The SOCOM mission is quite different from the military at large. As a rule in the U.S. military, sidearms are not in common usage among regular troops. They are reserved for officers or troops that carry crew served weapons. They are not primary weapons but secondary. SOCOM on the other hand uses handguns as both primary and secondary weapons. When engaged in a firefight and their Colt M4A1 runs out of ammunition they will immediately transfer to their handgun and that will become their primary weapon.
The OHWS was to be an offensive weapon system. The system was to be comprised of a handgun, silencer and a laser aiming module. Nicknamed the “crew served pistol,” it was not to be a sidearm in the traditional sense. The silencer provided sentry incapacitation capability amongst other clandestine purposes. The laser aiming module would provide a white light source along with a visible laser as well as an IR laser.
Once the decision was made to move forward with the OHWS program, the first issue was what caliber it was to be. The 9x19mm NATO cartridge was immediately ruled out. The lack of stopping power has been demonstrated since its inception, especially when using ball ammunition. The next caliber considered was the 10mm Automatic caliber though it did not last long due to the excessive recoil and the short service life of any of the pistols that fired it. At that time the only pistols chambered for it were the Bren Ten, Colt Delta Elite, Smith & Wesson and Glock. Glock was the only pistol that had any longevity as to service life but that design would not meet the requirements. The battle proven .45 Auto was the only logical choice. With an excellent combat record plus the ability to use a silencer due to its sub-sonic speed made it the perfect choice. However, SOCOM was not happy with the status quo; they felt there was still room for improvement in the cartridge itself so a +P cartridge was designed for their needs. This would be their primary round. The standard ball ammunition would be used for the application of the silencer and maritime operations.

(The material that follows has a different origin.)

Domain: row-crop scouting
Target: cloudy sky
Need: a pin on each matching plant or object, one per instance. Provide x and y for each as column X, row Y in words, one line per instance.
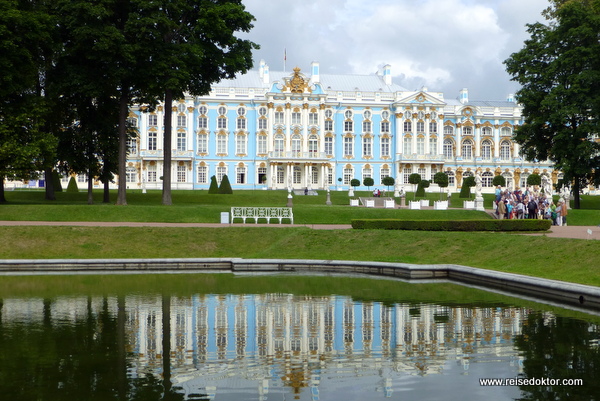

After the decision was made on ammunition the next question was the gun. There were some options. First was to take the M1911, which SOCOM has used with great success, and modify it to fit the requirements. The problem was that the M1911 would have to be totally overhauled. The M1911 is not designed to take a steady diet of +P ammunition and putting a silencer on an M1911 compromised reliability. In the end it was felt that it would cost more to overhaul the M1911 than it would to procure an entirely new handgun. Thus, it was decided to go with an entirely new weapon that would be made to their specifications.
The Colt entry would be eliminated in Phase 1 testing and the contract would go on to be awarded to Heckler & Koch. On June 28, 1995 the Heckler & Koch OHWS would be adopted by SOCOM as their Mk23 Mod0.
The Colt Candidate
Colt decided to compete for the contract for SOCOM. However, this was only a year developmental contract so time was against Colt. A year is an unrealistic time period to design a new firearm from the ground up. Especially since the service life of the OHWS was 3 times more than any pistol Colt had ever produced. The Program Manager was Colt’s Mike Marciano. The design team would be headed by Director of Product Development Mike Gamache and Senior Product Engineer Bill Shine, Senior Design Engineer Paul Hochstrate and Designer Scott Ladd. Funding was provided by SOCOM and Colt’s progress would be monitored with quarterly visits from SOCOM’s Troy Smith.
At the time the requirement for the OHWS was made, H&K was already developing their advanced USP (Universal Self Loading Pistol). This highly advanced design incorporated many of the design requirements put forth by SOCOM. Testing had already been underway on their advanced polymer frames, recoil reduction methods as well as durability and reliability testing.
The pistol that Colt would enter into the competition would be based on three of their previous designs: the M1911, the Colt All American 2000 and the Colt Double Eagle. Many of the requirements set forth by SOCOM had already been present in all three of these previous designs and the trick was to bring the desired characteristics from each of these guns and put them into one.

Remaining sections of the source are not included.